Unnamed: 0_level_0,indeed,monster,simply,linkedin,angel,usage,search,medium,books,arxiv,stars,watchers,forks,contribs,hiring
framework,Unnamed: 1_level_1,Unnamed: 2_level_1,Unnamed: 3_level_1,Unnamed: 4_level_1,Unnamed: 5_level_1,Unnamed: 6_level_1,Unnamed: 7_level_1,Unnamed: 8_level_1,Unnamed: 9_level_1,Unnamed: 10_level_1,Unnamed: 11_level_1,Unnamed: 12_level_1,Unnamed: 13_level_1,Unnamed: 14_level_1,Unnamed: 15_level_1
TensorFlow,2079,1253,1582,2610,552,29,73,6200,202,3700,109576,8334,67551,1642,8076
Keras,684,364,449,695,177,22,53,9120,79,1390,33558,1847,12658,719,2369
PyTorch,486,309,428,665,120,6,19,1780,18,1560,18716,952,4474,760,2008
Caffe,607,399,515,866,123,1,4,815,14,1360,25604,2218,15633,270,2510
Theano,356,316,279,508,95,4,0,428,17,652,8477,585,2447,328,1554
MXNET,266,154,200,298,29,1,2,524,32,260,15200,1170,5498,587,947
CNTK,126,96,97,160,12,3,0,223,1,88,15106,1368,4029,189,491
DeepLearning4J,17,5,9,35,3,3,2,70,11,27,9615,829,4441,232,69
Caffe2,55,51,49,109,12,1,2,335,2,67,8284,577,2102,193,276
Chainer,19,19,19,28,3,0,2,91,3,164,4128,325,1095,182,88


In [10]:
data = [go.Bar(
    x=df.index,
    y=df.hiring,
    marker=dict(color=cs),
    )
]

layout = {'title': 'Online Job Listings',
          'xaxis': {'title': 'Framework'},
          'yaxis': {'title': "Quantity"},
         }

fig = go.Figure(data=data, layout=layout)
py.iplot(fig)

That's just the aggregate listings. Let's plot the job listing mentions for each website in a stacked bar chart. This will take multiple traces.

In [11]:
y_indeed = df['indeed']
y_monster = df['monster']
y_simply = df['simply']
y_linkedin = df['linkedin']
y_angel = df['angel']

In [12]:
indeed = go.Bar(x=df.index, y=y_indeed, name = 'Indeed')
simply = go.Bar(x=df.index, y=y_simply, name='Simply Hired')
monster = go.Bar(x=df.index, y=y_monster, name='Monster')
linked = go.Bar(x=df.index, y=y_linkedin, name='LinkedIn')
angel = go.Bar(x=df.index, y=y_angel, name='Angel List')

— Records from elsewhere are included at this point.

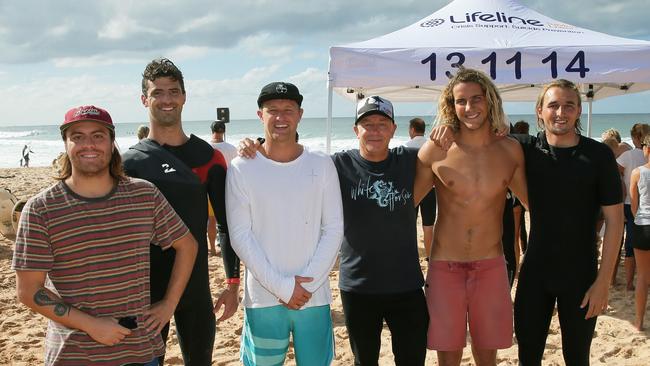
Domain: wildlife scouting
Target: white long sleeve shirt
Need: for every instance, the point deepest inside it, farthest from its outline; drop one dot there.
(285, 219)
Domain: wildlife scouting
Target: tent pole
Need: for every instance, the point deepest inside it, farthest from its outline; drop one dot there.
(589, 117)
(590, 99)
(328, 123)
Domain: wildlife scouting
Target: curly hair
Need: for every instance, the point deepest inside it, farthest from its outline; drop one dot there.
(559, 83)
(446, 108)
(158, 68)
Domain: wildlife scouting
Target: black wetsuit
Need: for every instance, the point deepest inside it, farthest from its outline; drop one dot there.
(187, 175)
(380, 275)
(566, 188)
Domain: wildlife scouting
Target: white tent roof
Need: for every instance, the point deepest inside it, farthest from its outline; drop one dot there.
(520, 48)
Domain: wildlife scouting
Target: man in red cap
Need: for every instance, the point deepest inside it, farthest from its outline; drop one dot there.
(89, 235)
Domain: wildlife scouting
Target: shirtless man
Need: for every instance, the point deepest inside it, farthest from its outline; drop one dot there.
(467, 271)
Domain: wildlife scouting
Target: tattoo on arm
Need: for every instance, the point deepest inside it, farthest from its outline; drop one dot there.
(44, 297)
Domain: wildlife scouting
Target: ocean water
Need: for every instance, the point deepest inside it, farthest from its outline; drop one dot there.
(46, 144)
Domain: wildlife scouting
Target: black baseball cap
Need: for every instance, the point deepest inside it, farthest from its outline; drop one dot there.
(279, 90)
(218, 126)
(374, 105)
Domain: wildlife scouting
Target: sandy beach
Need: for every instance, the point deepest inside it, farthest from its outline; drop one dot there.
(22, 331)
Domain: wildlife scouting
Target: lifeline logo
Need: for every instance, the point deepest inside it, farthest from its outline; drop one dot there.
(479, 16)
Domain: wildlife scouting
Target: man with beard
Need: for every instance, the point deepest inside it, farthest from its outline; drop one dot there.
(187, 170)
(570, 178)
(82, 253)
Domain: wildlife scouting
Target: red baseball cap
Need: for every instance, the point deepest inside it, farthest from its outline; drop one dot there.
(87, 113)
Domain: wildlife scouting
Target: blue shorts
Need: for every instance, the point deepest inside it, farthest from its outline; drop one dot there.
(265, 339)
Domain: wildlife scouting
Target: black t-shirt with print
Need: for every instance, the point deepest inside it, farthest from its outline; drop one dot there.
(379, 254)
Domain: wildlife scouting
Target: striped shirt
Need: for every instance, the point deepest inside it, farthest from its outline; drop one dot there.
(96, 255)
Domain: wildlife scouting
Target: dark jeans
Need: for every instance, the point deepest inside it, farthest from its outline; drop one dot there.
(194, 316)
(534, 303)
(406, 315)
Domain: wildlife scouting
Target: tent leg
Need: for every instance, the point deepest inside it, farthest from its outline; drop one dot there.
(589, 105)
(328, 125)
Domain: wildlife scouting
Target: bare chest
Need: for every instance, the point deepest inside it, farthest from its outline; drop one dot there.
(474, 173)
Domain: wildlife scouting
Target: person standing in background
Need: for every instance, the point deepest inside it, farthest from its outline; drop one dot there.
(627, 162)
(427, 206)
(640, 206)
(229, 152)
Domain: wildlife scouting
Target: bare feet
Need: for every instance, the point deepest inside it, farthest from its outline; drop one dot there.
(638, 325)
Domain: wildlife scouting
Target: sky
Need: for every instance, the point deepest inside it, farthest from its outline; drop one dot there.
(60, 54)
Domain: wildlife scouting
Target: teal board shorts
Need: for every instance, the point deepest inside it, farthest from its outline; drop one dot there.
(265, 339)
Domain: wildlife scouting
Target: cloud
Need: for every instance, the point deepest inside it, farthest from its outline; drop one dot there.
(68, 28)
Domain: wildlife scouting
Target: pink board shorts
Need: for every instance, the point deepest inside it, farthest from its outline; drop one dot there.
(475, 292)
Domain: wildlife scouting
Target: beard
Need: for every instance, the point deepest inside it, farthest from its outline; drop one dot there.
(165, 119)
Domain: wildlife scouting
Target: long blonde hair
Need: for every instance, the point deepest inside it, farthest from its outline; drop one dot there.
(115, 165)
(447, 112)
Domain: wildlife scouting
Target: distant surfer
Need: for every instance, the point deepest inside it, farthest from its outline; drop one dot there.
(25, 160)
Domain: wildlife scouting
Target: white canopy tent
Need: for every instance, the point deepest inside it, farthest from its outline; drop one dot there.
(519, 48)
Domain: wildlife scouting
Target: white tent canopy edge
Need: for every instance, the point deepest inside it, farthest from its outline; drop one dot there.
(519, 48)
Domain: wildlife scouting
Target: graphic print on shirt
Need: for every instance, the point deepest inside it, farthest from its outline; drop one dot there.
(384, 193)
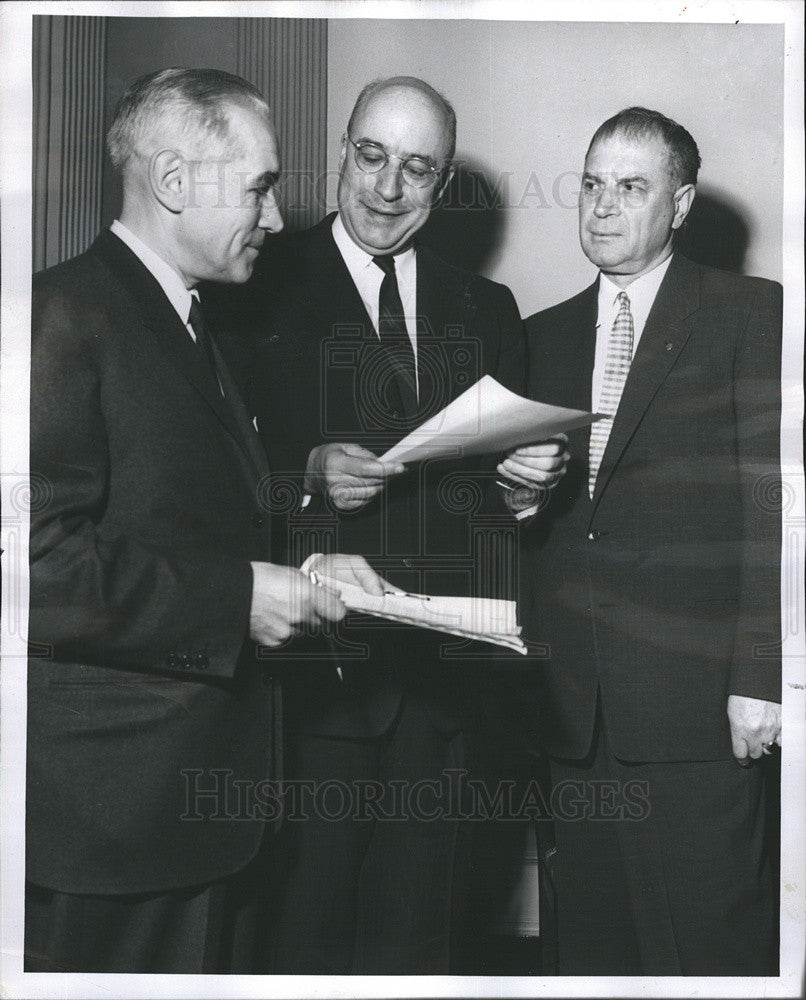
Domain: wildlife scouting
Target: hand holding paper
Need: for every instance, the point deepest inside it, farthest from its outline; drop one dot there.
(472, 617)
(485, 419)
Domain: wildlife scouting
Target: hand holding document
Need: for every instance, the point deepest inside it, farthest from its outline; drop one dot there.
(486, 418)
(471, 617)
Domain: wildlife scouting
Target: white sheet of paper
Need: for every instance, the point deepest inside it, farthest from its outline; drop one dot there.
(478, 618)
(486, 418)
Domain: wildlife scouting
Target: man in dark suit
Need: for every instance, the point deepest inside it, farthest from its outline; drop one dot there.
(653, 576)
(151, 723)
(363, 333)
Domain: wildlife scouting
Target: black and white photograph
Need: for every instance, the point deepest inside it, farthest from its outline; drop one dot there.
(402, 499)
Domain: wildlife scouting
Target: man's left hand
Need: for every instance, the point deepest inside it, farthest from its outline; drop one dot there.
(753, 723)
(537, 465)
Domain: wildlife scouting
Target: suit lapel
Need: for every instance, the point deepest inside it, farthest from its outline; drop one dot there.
(160, 320)
(664, 337)
(334, 297)
(566, 380)
(445, 310)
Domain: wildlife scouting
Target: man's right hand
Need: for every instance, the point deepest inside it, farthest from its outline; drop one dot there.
(284, 599)
(349, 475)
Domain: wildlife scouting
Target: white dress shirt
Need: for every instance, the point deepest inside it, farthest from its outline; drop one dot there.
(367, 277)
(169, 280)
(642, 293)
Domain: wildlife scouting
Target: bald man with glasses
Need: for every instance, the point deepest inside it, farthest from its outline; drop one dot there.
(366, 334)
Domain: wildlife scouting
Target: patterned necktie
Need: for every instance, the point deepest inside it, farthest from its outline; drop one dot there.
(617, 367)
(196, 321)
(393, 333)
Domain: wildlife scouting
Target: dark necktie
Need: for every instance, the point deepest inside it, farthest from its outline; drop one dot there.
(196, 322)
(394, 335)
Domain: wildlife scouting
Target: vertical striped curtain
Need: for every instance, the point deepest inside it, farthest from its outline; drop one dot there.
(286, 59)
(69, 55)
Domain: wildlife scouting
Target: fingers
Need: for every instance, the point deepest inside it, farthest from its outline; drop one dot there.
(326, 606)
(554, 447)
(532, 472)
(741, 751)
(352, 569)
(367, 578)
(351, 496)
(353, 460)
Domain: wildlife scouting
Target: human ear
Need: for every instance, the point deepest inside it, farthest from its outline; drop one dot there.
(683, 198)
(168, 178)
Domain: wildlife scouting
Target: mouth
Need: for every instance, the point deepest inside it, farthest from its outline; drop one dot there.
(384, 213)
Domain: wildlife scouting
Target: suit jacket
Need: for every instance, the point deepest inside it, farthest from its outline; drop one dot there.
(145, 688)
(315, 375)
(663, 590)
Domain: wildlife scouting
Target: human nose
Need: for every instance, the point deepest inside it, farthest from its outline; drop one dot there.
(270, 216)
(607, 202)
(389, 184)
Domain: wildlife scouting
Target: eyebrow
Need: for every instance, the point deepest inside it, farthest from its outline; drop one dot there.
(266, 180)
(408, 156)
(619, 180)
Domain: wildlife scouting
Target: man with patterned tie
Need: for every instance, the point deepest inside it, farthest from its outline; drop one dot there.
(362, 333)
(149, 575)
(653, 576)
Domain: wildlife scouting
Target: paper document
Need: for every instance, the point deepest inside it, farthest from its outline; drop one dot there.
(472, 617)
(486, 418)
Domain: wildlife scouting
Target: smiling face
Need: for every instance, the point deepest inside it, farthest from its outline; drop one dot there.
(231, 203)
(629, 206)
(380, 212)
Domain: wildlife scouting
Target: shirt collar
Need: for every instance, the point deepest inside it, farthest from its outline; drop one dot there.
(356, 259)
(170, 282)
(641, 292)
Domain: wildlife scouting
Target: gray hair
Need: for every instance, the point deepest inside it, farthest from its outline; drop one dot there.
(413, 83)
(642, 123)
(178, 106)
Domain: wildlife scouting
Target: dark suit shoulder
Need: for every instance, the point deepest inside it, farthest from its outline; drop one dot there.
(730, 284)
(460, 277)
(76, 301)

data = [linked, indeed, simply, monster, angel]
layout = go.Layout(
    barmode='stack',
    title='Online Job Listings',
    xaxis={'title': 'Framework'},
    yaxis={'title': 'Mentions', 'separatethousands': True},
    colorway=cs,
)

fig = go.Figure(data = data, layout = layout)
py.iplot(fig)

Cool. Now let's see how this data looks with grouped bars instead of stacked bars by changing the barmode to "group".

In [13]:
indeed = go.Bar(x=df.index, y=y_indeed, name = "Indeed")
simply = go.Bar(x=df.index, y=y_simply, name="Simply Hired")
monster = go.Bar(x=df.index, y=y_monster, name="Monster")
linked = go.Bar(x=df.index, y=y_linkedin, name="LinkedIn")
angel = go.Bar(x=df.index, y=y_angel, name='Angel List')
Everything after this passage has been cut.